Boyd will die as many times as he needs to, and it always be Raylan’s face he sees when he wakes up.
But it isn’t always Raylan. Her hair is gold, gold like the sunset, gold like his pocket watch, and he will love her forever, the only thing he’s ever loved that exists truly outside of himself, a clean clear crack in the world, not of him but to him, and his love frees her, as it is freely given, and through loving him she frees herself. He is necessary but not, and he loves her for that, not like the sky and the hills, not like the rivers and the earth, but like the books he reads and the memories he has of places that are not Harlan, places full of deathly heat and quiet nights, where he was a version of himself, the becoming of Boyd Crowder, the calm before the storm.
He loves her, and she is not a part of him, and she keeps his brother’s name and he gives her a ring, and she changed the story, a little, and made herself a myth in a way that he will never be, expands his story of two out to a story of three, demands her place and is given it, a shotgun in those thin pale hands, her face sharp in the same places as his own, the sister he never got to have, the only woman he’ll ever love.
“You’re gonna leave me one day,” Ava says, and because he respects her he does not lie to her.
“I ain’t gonna leave you til the day I die,” he says, and she closes her fluttering eyelashes, seeing a future beyond him, the future he cannot see, except as a ghost Harlan will never exorcise, the storm clouds above this town that will never clear.
“That’s what I’m talkin’ about,” she says, and-- he can’t lie to her, so he doesn’t. He takes her hand, and he loves her, but he can’t promise he will never leave her, because he will.
He’ll take Raylan with him, and she knows that, too.
He suspects it comforts her, knowing that he will never be alone, for she can be alone but he-- he cannot be. He was born part of a set, a matched set, each playing their roles and re-making them anew, the lawman full of fire, the outlaw full of God. He was born to die, as all men are, but unlike them he was not born to die alone.
“Don’t let them bury him in that fuckin’ garden,” he says, and it’s too much, it’s always too much, but it’s the truth and it needs to be said.
“Don’t be stupid,” she says, kissing his throat, hand warm over the place on his chest where Raylan has signed his name on him forever, “I’m gonna bury you side by side. Like you died that day down in the mine. That’s how it oughta be.”

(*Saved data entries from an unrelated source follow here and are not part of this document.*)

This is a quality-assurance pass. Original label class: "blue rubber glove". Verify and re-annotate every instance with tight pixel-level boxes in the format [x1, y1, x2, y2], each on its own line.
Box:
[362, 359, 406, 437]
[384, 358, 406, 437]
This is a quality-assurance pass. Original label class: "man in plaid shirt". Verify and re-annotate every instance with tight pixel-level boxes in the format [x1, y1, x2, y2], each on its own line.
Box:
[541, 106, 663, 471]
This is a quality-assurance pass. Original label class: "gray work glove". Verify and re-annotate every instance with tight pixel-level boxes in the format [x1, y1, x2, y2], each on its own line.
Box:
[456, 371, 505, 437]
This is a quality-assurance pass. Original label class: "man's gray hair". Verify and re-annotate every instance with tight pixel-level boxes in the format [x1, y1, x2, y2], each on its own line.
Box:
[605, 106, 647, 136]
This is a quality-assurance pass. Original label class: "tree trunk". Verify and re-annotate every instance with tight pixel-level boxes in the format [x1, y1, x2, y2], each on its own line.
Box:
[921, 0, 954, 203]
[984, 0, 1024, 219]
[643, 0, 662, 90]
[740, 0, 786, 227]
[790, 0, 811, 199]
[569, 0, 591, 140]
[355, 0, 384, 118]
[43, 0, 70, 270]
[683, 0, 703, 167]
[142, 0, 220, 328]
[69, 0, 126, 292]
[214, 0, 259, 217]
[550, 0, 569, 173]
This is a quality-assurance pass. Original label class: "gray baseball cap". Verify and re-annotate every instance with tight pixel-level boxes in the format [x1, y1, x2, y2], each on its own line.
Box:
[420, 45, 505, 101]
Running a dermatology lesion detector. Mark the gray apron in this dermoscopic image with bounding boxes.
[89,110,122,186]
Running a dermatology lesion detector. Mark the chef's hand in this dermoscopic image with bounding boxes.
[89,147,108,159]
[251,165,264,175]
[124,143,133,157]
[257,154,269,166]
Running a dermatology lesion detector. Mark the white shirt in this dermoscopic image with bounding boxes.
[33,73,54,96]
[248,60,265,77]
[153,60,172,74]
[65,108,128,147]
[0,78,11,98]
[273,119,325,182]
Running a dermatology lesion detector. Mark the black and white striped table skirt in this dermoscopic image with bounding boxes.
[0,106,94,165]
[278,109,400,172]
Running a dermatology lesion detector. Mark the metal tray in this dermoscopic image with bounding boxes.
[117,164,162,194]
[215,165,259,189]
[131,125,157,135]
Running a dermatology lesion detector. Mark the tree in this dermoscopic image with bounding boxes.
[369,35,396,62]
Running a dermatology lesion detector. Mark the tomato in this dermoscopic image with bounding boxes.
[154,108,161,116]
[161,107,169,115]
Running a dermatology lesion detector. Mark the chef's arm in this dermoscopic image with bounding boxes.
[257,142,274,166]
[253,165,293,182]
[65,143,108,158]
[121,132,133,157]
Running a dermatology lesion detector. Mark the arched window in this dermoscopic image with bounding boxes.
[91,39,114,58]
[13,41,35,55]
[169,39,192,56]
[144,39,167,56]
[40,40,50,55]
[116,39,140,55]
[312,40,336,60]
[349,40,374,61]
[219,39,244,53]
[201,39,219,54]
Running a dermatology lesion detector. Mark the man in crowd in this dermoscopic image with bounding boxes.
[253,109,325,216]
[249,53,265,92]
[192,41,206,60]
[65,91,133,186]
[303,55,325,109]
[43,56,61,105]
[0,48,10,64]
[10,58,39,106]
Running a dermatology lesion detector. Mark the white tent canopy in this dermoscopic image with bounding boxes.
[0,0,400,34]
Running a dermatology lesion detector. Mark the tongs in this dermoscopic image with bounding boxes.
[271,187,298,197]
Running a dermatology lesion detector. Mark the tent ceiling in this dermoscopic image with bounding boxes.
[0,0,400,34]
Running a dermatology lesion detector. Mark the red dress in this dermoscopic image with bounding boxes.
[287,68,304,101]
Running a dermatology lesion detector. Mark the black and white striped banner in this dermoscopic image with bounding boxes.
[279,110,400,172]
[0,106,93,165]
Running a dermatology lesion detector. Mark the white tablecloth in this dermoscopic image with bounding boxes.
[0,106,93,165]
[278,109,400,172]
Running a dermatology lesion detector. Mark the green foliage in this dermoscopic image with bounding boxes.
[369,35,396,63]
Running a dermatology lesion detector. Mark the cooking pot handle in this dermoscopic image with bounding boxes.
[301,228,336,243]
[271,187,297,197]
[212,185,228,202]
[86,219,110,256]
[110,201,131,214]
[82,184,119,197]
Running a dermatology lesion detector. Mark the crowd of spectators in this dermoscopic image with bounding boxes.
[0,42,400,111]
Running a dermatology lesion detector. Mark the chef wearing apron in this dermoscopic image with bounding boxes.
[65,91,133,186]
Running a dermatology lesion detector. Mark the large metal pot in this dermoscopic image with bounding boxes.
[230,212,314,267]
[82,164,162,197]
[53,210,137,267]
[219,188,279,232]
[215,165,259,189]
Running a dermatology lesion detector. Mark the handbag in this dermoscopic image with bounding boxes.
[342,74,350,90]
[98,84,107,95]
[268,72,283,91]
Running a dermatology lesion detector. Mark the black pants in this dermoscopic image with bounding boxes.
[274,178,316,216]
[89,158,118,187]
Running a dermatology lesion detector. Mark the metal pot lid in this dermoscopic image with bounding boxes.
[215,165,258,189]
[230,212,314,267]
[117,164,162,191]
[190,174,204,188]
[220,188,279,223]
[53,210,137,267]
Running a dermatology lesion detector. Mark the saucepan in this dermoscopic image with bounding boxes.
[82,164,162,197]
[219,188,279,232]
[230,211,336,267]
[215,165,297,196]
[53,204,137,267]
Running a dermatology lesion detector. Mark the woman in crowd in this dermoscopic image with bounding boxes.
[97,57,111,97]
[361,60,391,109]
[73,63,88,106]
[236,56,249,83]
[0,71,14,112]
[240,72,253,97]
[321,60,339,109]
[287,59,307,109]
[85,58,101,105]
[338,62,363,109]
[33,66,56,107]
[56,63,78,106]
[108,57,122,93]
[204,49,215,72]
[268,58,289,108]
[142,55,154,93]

“He won’t like that,” he says, but. There he goes again. Doing Raylan’s lying for him.
“You saved my life,” says Raylan, like it’s being ripped out of him, like it’s a challenge, an accusation, like he’s standing up in church and shouting at the Almighty, and there’s no gun in his hand, no star on his belt, merely coal dust on his cheekbones, his hair glinting under the noonday sun.
“You saved my soul,” says Boyd, and he closes his hand over his bullet wound, palm filling with blood, tasting iron in his mouth, and he places Raylan’s hat on his head, and smiles.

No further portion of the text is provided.